Tag: Supreme Court

Supporting Individual Rights, Opposing Eminent Domain Abuse

A recent blogpost published by Doug Kendall of the Constitutional Accountability Center (with whom we sometimes work with on op-eds and briefscriticized Cato’s involvement in Mount Holly v. Mount Holly Gardens Citizens in Action as cowardly, and inconsistent with our ideals. While Cato has great respect for any organization that, like the CAC, works “to preserve the rights and freedoms of all Americans,” their criticism of our brief is baseless, and grossly mischaracterizes Cato’s position in the case and track record generally. 

While I’m wary of misrepresenting the post through over-simplification, it can be boiled down to the following: 

  1. Mount Holly is a case about eminent domain;
  2. Pro-property rights groups (including Cato) have a history of “howling” against eminent domain;
  3. Those groups’ failure to argue against eminent domain in this case (and their support of the Township of Mount Holly), is inconsistent with their previous stance on property rights, and evinces a lack of moral courage;
  4. That failure can be explained because this case is also about civil rights and equality, and conservative groups hate equality, and live to help the state further oppress the downtrodden masses. 
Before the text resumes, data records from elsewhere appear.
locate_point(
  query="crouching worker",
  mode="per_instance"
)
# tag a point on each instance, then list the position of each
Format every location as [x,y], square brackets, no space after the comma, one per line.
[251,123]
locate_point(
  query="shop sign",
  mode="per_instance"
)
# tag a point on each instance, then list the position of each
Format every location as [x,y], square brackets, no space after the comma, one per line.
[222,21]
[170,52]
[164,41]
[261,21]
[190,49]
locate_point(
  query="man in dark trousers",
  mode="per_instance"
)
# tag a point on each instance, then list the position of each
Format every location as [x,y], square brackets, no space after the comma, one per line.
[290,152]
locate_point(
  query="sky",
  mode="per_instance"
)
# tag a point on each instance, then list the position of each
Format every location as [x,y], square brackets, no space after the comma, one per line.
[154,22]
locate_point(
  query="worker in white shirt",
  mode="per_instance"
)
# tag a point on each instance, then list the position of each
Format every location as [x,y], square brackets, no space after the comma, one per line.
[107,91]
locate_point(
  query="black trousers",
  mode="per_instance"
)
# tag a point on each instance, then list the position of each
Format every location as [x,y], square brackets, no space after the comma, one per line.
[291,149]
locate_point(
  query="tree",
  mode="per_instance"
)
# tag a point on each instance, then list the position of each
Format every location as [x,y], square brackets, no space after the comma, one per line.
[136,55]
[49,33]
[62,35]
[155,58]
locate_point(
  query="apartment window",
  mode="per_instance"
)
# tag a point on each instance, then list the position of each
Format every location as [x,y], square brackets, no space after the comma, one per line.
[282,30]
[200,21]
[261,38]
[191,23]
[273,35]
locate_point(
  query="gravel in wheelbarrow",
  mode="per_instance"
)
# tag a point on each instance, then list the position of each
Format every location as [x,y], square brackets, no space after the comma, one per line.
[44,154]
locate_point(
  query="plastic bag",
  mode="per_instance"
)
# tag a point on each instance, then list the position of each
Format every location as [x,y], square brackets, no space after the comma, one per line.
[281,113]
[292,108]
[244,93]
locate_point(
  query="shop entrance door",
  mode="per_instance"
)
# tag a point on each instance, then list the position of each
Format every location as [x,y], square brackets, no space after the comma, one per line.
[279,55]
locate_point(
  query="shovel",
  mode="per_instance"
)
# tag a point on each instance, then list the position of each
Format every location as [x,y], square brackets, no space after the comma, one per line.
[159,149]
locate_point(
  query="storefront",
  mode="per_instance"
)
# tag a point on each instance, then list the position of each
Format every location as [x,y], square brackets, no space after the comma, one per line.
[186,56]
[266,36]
 CAC’s criticism stems from an incorrect framing of the case at hand:

an important case out of Mount Holly, New Jersey, that involves Fair Housing Act (FHA) claims in the context of an effort by Mount Holly Township to use eminent domain to redevelop its only predominately minority community—and in the process, displace and raze the homes of its residents.

While that description is accurate in that the case is important, originates in Mount Holly, and concerns the applicability of the Fair Housing Act to a redevelopment plan, the case before the Supreme Court has nothing to do with eminent domain. The question to be argued before high court couldn’t be plainer: “Whether disparate impact claims are cognizable under the Fair Housing Act.”

It’s surprising that CAC would make such a basic mistake about the case, given that they filed a brief in the case, supporting the Mount Holly residents (a brief which makes no mention of eminent domain – at all).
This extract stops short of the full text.